# ENSEMBLE FORECASTING AT NCEP

## INTRODUCTION

#### Since the atmosphere is a chaotic dynamical system, any small error in the initial condition will lead to growing errors in the forecast, eventually leading to a total loss of any predictive information. This is so even if our models were perfect (Lorenz, 1969). The rate of this error growth and hence the lead time at which predictability is lost depends on factors such as the circulation regime, season, and geographical domain.
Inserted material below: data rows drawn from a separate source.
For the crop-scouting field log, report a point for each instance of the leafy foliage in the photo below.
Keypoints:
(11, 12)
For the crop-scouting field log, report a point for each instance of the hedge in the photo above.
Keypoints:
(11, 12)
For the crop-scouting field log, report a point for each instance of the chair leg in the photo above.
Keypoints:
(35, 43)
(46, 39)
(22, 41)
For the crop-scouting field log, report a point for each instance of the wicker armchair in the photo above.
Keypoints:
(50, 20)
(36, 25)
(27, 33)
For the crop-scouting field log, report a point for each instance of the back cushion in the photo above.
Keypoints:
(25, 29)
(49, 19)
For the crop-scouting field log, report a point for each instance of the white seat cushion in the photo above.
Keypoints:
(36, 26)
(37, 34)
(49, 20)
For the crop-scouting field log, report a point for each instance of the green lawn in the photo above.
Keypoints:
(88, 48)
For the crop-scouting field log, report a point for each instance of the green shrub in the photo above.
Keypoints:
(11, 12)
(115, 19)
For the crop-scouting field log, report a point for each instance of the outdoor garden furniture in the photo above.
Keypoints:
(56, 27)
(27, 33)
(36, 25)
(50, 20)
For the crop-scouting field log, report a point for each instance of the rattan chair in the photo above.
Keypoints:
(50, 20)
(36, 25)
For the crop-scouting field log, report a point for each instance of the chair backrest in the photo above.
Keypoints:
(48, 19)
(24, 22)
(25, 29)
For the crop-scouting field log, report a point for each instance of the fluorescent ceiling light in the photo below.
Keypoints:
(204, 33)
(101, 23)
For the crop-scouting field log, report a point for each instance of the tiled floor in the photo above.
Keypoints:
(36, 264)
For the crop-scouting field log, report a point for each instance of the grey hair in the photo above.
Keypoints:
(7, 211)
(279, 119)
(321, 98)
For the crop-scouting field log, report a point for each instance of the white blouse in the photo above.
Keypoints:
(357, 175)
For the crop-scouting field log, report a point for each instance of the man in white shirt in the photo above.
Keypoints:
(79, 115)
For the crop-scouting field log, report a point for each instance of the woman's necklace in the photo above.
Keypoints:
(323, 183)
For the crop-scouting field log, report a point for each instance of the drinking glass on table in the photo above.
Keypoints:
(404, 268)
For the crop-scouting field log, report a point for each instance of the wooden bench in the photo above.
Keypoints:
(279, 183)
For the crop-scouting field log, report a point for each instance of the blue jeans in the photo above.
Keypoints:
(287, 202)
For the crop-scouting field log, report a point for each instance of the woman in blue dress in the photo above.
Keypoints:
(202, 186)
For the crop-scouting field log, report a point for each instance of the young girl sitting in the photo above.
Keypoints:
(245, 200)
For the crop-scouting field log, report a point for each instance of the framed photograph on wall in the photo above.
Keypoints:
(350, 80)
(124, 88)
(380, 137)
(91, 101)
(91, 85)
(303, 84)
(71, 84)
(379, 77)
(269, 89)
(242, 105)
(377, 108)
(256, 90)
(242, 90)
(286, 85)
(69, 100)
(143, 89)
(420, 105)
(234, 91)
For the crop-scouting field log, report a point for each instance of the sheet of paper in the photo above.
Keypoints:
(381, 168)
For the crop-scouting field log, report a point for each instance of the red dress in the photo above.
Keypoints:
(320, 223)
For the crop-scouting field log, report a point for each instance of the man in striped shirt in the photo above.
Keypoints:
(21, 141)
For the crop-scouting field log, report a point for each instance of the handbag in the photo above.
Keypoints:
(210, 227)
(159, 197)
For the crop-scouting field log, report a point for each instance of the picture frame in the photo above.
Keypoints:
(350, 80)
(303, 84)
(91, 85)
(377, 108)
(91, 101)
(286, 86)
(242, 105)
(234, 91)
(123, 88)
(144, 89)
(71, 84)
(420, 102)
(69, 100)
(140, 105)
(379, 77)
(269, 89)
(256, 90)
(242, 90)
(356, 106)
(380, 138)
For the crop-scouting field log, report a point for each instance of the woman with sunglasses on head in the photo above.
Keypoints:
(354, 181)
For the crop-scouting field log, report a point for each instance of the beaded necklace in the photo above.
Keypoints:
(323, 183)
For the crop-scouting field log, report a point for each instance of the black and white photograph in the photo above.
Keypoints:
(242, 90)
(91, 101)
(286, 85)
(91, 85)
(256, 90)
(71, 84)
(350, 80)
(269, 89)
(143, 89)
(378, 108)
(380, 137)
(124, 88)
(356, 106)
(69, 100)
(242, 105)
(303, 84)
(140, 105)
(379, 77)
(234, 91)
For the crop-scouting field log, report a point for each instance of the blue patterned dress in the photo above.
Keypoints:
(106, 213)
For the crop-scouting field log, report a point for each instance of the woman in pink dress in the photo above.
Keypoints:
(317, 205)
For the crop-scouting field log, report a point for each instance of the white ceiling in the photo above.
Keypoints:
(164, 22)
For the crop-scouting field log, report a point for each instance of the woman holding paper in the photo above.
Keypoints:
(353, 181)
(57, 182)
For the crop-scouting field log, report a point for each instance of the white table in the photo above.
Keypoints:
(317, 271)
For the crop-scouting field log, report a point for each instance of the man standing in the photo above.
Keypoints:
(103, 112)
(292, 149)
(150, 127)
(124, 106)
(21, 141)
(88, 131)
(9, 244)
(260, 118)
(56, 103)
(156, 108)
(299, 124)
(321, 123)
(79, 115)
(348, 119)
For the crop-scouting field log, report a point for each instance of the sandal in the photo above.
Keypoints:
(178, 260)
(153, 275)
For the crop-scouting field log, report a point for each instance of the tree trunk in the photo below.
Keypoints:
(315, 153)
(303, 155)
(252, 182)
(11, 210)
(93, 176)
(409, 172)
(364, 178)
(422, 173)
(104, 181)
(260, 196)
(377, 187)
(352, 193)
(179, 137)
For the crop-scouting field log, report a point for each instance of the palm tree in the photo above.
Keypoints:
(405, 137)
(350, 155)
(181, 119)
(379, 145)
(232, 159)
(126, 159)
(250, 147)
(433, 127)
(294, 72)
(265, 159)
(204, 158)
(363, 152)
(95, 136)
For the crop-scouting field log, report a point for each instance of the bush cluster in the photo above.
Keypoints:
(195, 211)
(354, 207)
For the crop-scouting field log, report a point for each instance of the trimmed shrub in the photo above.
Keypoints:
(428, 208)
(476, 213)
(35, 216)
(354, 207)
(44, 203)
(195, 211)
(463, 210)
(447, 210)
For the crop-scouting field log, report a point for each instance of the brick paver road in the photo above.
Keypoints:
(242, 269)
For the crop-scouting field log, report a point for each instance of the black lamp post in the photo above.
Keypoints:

It is possible to obtain information on the inherent predictability of a given case by running the model from a number of initial conditions that lie within the estimated cloud of uncertainty that surrounds the control analysis (which is our best estimate of the true state of the atmosphere).

In the extratropics numerical weather prediction models are good enough so that to a first approximation forecast error growth can be attributed solely to the process of growing instabilities in a chaotic system that result from initial condition uncertainties. In our current ensemble approach, therefore, we assume that our models are "perfect" and introduce perturbations only to the analysis (rather than or in addition to, for example, perturbations in model physics).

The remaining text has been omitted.